O Luso é de um ambiente tão sadio e aconchegante, que no meu trajeto pela sociedade, enamorei-me e casei-me com um rapaz chamado Ernesto Costa, que era português. Ele foi aluno da Escola João de Deus. Também deu uma grande parcela de colaboração no corpo cênico. Como diretor de Esporte. Levou o time de futebol para jogar com o Nacional (time juvenil), no município de Manacapuru-AM. Não me lembro do resultado da partida.

Na quadra de esportes eram realizados jogos de vólei e futebol de salão, contra equipes de colégios. Uma temporada bastante movimentada e com muita alegria para todos.

Como já falei e, festas comemorativas, vinham muitos cantores como Roberto Leal. Agnaldo Timóteo, Esther de Abreu, Francisco José, Gilda Valença, Moacir Franco e muitos outros.

Sr Manuel Ribeiro, ex-diretor do Luso, pai da Sra Maria Albina. Foto: Abrahim Baze/Acervo pessoal

As festas juninas também tiveram período de glórias. Muitas alegrias atingiram o auge. Vinham quadrilhas, danças folclóricas, bois-bumbás, dança do cacetinho, pássaros, etc. Muitas iguarias da época eram servidas. A grande atração era o cantor português Roberto Leal, que abrilhantava as festas com muita animação e satisfação, principalmente para a Colonia Portuguesa. A minha trajetória pelo Luso foi muito significativa e brilhante. Na minha cadeira de descanso, fico recordando tempos felizes que jamais esquecerá. Foi uma grande parte da minha vida, por sinal bem vivida.

Sempre fui muito responsável e por realizar os meus trabalhos com amor e humildade a direção do Luso me agraciou com um Oficio, destacando elogiosamente os meus relevantes serviços prestados a sociedade, assinado pelo 1º secretário da Assembleia-Geral, o sr José dos Santos Gonçalo (falecido). A seguir fui distinguida com um Diploma de Sócia Honoraria, podendo gozar de todos os direitos e regalias desta sociedade, assinado pelo presidente, o sr. Antônio Mathias dos Santos, pelo 1º secretário, sr. José dos Santos Gonçalo pelo tesoureiro o sr. Ivan Ferreira Valente (falecido). Foi para mim uma grande honra o recebimento desse diploma.

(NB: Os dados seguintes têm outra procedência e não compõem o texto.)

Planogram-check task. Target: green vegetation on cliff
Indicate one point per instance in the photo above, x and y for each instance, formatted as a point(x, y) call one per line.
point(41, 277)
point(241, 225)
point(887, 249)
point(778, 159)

Por tudo isso, agradeço a Deus os momentos felizes que passei nesta grande sociedade com grandes companheiros de Escola e do Corpo Cênico.

Observação: Não podia deixar de ressaltar verdadeiros baluartes, colunas concretadas que ergueram a sede do Luso Sporting Club, com amor, dedicação e muito trabalho. Lembrando alguns desses trabalhadores e fundadores da sede: Antônio Mathias dos Santos, Armindo Dias Soares, Afonso Siqueira, José Lameiras, José dos Santos Gonçalo, Ivan Ferreira Valente, Antônio Martinho dos Santos, Manoel de Oliveira e Silva, Antônio Mendes e muitas outros.

Os atuais dirigentes estão dando nova roupagem ao Luso, na esperança de dias cada vez melhores para o orgulho de seus associados e simpatizantes. Imorredouras Saudades! 

Sobre o autor

Abrahim Baze é jornalista, graduado em História, especialista em ensino à distância pelo Centro Universitário UniSEB Interativo COC em Ribeirão Preto (SP). Cursou Atualização em Introdução à Museologia e Museugrafia pela Escola Brasileira de Administração Pública da Fundação Getúlio Vargas e recebeu o título de Notório Saber em História, conferido pelo Centro Universitário de Ensino Superior do Amazonas (CIESA). É âncora dos programas Literatura em Foco e Documentos da Amazônia, no canal Amazon Sat, e colunista na CBN Amazônia. É membro da Academia Amazonense de Letras e do Instituto Geográfico e Histórico do Amazonas (IGHA), com 40 livros publicados, sendo três na Europa.